Climate finance encompasses all of these activities, which are likely to accelerate even further in the coming years.
As noted above, the term also has a more narrow meaning. In this sense, it relates to the question of how developed countries should support developing ones in their transition toward energy sources and other technologies with improved environmental footprints. These discussions are frequently contentious and raise a slew of morally ambiguous questions.
Example of Climate Finance
Let's look at an example to show how climate finance works in the real world. A common demand from developed countries, such as those in North America and Europe, is that developing nations, such as those in Asia or sub-Saharan Africa, should refrain from relying on new coal-fired power plants.

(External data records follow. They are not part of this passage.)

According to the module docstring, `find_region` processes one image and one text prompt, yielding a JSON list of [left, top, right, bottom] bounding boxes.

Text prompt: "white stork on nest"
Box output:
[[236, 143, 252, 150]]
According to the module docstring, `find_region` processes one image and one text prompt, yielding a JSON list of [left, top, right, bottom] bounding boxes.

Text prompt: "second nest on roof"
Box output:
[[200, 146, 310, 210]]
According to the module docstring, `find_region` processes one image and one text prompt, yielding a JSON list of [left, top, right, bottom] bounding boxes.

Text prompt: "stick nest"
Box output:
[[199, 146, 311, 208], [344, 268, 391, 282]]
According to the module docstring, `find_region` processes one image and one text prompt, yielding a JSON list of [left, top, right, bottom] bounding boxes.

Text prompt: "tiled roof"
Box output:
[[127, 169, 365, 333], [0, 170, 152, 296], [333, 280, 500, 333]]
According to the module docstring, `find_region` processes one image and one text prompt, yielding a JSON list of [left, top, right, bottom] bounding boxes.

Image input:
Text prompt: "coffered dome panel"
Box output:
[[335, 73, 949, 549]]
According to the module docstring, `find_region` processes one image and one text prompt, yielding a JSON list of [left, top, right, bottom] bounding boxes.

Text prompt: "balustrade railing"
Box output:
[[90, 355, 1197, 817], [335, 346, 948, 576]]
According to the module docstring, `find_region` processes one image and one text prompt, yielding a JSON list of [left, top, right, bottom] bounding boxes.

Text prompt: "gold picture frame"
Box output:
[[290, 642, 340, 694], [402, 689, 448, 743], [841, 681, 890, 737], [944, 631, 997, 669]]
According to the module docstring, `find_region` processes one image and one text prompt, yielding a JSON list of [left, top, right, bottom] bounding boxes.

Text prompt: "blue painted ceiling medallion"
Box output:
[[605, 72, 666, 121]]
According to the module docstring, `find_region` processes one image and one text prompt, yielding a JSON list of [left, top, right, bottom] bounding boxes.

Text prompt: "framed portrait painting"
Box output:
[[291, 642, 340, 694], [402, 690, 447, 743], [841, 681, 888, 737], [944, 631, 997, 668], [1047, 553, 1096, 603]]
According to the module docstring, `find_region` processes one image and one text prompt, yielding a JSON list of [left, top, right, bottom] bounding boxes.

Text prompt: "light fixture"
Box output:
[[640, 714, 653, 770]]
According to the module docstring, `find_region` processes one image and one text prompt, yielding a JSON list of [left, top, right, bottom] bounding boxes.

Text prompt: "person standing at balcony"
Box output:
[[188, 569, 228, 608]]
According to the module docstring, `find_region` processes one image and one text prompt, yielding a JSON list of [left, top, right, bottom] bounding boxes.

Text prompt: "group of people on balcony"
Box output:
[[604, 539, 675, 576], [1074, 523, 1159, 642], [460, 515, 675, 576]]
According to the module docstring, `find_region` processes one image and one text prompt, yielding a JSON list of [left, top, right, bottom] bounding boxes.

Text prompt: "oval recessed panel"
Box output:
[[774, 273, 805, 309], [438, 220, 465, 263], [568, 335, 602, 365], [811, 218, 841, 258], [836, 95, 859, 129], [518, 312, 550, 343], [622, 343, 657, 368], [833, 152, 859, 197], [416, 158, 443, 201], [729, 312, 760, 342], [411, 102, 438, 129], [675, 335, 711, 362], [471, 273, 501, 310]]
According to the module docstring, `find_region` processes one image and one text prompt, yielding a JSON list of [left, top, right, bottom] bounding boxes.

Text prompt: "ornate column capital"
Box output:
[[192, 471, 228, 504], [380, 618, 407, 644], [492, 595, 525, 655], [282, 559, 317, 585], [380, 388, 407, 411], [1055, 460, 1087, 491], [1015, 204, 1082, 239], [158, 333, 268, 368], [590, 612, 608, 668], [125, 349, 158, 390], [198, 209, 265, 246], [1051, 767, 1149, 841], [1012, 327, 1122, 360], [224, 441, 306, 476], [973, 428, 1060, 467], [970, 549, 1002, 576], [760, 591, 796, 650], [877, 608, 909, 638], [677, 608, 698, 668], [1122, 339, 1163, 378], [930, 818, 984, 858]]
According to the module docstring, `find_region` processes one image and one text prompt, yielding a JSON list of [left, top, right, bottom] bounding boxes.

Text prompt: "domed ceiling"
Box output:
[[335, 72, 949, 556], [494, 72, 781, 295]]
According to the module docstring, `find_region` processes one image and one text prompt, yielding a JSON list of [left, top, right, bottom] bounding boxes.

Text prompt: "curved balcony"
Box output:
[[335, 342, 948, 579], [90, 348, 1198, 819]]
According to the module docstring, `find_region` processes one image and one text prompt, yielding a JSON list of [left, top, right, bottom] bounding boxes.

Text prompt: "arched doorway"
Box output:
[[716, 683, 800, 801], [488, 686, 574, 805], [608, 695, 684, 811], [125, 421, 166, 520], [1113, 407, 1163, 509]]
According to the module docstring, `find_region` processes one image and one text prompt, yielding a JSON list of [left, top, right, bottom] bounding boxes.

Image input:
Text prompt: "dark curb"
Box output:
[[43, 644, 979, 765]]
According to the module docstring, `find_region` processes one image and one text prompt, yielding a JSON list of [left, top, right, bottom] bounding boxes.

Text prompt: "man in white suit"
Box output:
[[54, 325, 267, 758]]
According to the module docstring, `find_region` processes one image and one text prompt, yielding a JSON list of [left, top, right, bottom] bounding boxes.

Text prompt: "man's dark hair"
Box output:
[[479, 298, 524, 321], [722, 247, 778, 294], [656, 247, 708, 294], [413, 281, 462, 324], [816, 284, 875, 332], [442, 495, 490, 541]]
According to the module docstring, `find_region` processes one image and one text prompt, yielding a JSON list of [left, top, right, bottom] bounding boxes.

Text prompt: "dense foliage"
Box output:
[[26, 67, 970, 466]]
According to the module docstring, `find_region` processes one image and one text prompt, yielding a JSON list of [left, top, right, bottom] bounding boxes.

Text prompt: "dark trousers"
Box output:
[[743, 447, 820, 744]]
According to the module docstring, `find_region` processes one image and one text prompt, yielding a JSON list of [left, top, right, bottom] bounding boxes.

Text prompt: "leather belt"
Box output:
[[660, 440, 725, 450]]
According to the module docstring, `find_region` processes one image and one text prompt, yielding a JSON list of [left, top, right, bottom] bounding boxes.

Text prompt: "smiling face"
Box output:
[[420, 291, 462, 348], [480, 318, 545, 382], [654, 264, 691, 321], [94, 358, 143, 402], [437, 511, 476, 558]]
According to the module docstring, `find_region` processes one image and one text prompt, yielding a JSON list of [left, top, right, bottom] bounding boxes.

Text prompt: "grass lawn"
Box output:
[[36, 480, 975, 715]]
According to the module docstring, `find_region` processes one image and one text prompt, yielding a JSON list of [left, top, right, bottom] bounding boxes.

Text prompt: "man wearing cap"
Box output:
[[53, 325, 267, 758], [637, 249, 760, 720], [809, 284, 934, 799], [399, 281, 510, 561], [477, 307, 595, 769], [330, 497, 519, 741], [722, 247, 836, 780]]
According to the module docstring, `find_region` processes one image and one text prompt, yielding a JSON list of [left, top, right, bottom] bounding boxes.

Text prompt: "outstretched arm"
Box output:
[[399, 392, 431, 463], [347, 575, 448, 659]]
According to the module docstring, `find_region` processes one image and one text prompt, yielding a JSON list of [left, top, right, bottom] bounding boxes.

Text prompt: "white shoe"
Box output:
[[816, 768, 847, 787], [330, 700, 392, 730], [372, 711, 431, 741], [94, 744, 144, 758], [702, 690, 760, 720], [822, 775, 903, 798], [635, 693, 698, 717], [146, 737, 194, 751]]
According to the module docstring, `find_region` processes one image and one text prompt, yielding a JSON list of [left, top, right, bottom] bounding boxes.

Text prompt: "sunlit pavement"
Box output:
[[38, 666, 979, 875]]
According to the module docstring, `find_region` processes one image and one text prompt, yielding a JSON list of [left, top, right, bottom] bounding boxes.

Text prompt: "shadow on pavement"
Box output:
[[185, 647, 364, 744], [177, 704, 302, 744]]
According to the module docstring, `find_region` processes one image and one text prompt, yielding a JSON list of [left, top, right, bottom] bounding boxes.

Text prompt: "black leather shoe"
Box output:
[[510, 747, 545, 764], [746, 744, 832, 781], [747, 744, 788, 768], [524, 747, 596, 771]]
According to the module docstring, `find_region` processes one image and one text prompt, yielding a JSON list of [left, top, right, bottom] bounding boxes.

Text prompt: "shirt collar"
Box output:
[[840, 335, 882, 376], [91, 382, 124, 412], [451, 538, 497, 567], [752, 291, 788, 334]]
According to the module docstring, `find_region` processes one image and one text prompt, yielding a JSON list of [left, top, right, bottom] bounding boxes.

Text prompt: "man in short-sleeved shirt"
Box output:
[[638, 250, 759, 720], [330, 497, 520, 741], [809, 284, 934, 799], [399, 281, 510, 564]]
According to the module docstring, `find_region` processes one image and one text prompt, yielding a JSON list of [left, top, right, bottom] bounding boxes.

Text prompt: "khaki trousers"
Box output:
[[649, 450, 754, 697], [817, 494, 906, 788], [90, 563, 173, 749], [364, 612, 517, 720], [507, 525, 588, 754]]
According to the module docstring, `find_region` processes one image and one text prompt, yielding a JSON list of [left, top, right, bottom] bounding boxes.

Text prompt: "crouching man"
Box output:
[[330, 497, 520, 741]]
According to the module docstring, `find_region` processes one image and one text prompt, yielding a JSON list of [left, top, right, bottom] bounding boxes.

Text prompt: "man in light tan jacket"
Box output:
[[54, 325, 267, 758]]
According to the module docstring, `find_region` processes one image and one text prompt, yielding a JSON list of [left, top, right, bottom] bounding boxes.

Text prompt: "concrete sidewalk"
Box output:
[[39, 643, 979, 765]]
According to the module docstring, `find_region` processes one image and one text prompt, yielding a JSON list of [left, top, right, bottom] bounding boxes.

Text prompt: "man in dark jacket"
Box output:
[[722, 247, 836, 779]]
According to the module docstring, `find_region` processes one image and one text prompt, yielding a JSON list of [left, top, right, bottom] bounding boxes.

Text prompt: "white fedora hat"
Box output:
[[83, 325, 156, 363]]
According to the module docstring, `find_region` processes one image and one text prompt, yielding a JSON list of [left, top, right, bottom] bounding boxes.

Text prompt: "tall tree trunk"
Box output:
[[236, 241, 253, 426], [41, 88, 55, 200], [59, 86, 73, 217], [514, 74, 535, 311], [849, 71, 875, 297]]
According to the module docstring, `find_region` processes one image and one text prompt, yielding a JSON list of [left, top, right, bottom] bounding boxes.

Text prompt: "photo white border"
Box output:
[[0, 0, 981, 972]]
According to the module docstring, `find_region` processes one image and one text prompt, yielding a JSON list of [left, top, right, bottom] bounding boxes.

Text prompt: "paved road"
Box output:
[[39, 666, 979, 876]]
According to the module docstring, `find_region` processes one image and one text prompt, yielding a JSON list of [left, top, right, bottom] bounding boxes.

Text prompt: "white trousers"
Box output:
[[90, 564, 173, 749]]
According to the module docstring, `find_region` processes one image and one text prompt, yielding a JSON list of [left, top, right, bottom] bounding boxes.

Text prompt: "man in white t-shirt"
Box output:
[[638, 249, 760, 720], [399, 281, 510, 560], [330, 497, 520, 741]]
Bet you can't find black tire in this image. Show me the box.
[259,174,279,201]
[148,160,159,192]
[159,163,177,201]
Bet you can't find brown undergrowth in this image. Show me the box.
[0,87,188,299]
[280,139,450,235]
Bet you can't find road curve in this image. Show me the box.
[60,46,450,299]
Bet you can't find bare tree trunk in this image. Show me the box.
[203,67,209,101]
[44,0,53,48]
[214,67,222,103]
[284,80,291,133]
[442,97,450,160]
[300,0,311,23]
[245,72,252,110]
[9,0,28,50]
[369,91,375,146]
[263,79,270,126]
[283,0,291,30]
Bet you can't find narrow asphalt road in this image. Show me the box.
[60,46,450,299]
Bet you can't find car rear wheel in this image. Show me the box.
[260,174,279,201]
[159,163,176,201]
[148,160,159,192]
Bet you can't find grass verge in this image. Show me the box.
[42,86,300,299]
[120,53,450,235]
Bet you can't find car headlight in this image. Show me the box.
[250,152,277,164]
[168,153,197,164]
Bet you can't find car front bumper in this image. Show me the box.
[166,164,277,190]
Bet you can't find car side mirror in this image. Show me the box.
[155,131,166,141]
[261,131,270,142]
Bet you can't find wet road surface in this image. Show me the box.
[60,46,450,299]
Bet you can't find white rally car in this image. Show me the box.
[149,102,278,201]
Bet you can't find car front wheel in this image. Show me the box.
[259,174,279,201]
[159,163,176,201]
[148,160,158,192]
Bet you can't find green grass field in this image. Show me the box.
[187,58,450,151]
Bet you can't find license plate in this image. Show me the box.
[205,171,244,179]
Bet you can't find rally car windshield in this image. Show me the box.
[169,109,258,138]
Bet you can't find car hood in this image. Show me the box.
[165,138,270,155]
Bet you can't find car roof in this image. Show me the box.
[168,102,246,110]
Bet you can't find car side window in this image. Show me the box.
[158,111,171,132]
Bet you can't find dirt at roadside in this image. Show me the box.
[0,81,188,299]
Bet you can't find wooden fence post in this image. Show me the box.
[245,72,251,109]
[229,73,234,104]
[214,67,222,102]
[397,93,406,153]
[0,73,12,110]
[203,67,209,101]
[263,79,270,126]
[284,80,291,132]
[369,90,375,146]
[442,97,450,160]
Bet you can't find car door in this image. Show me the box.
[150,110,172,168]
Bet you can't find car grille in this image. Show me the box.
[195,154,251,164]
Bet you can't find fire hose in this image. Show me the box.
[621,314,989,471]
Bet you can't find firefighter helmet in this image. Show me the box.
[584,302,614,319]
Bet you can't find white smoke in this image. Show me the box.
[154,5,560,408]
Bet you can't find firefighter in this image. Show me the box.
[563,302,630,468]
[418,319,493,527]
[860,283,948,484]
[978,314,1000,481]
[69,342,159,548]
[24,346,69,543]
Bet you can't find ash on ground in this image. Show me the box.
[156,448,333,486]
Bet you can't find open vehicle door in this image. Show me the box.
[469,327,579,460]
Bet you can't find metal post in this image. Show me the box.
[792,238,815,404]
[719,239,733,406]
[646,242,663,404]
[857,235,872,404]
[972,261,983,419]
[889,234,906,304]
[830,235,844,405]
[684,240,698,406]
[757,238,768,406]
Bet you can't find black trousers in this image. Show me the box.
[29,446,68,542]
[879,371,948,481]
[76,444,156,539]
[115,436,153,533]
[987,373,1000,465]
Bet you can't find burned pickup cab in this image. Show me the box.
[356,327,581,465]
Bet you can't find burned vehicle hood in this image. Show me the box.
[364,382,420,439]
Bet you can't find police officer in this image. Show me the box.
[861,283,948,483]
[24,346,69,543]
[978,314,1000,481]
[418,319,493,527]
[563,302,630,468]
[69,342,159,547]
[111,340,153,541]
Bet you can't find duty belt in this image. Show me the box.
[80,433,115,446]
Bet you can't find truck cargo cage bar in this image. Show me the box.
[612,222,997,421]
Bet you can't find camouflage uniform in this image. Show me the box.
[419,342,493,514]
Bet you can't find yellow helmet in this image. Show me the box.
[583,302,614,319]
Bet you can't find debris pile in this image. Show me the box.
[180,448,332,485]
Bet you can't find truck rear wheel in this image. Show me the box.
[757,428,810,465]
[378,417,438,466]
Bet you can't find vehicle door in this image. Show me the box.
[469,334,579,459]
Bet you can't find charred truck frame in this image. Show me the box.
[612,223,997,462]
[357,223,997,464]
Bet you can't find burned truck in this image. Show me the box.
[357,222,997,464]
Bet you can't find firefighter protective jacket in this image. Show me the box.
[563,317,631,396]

On the other hand, these developing countries often contend that this demand is hypocritical since developed countries were able to exploit coal and other inexpensive fossil fuels during their own periods of industrialization.
For this reason, many believe that developed countries have a moral obligation to subsidize developing countries by helping them invest in more environmentally friendly energy sources such as wind, solar, and hydroelectric power.
$11 Billion Per Year
The U.S. expects to invest $11.4 billion in climate finance measures by 2024, according to the National Resources Defense Council.
Special Considerations
The debates around climate change become increasingly difficult when one seeks to find the exact definition of a developing country and to determine how much responsibility each country has for carbon emissions.
Should the United States provide subsidies to China, for example, due to the fact that its per capita income is still far below that of the United States? Many Americans are likely to consider this politically unacceptable, citing China’s rapid development in recent years.
Political discussions surrounding climate finance can also prove contentious around the question of which investments should be considered eligible for funding under the climate finance programs. For example, some would argue that child education should receive funding, on the grounds that it would reduce population growth and therefore help curb emissions. However, others may wish to restrict climate finance initiatives to projects with a more direct and near-term association with climate change.
How Is Blended Finance Used for Climate Issues?
Blended finance is a funding strategy that seeks to attract investments from both public and private actors. It is often used to attract commercial capital to support development projects, thereby increasing funding for these projects and providing investors with a profitable return. Blended finance can also be used to combat climate change, according to the World Economic Forum. This model can attract money from private investors to support mitigation projects when public funds alone are not sufficient.
How Does Climate Change Affect Finance?
Because the economic effects of climate change are difficult to predict, climate change is likely to increase the uncertainties facing capital markets. For example, increased risks of wildfires, floods, and droughts will increase the potential losses for insurers and investors. These uncertainties are likely to result in higher long-term costs for the financial sector.
How Much Does the EU Contribute to Climate Finance?
The EU and its member states contributed a combined 23.2 billion euros in public climate financing to developing countries in 2019, according to the European Commission. This figure includes the United Kingdom, which left the EU in 2020. Excluding the British contribution to climate finance, the EU contributed 21.9 billion euros in 2019.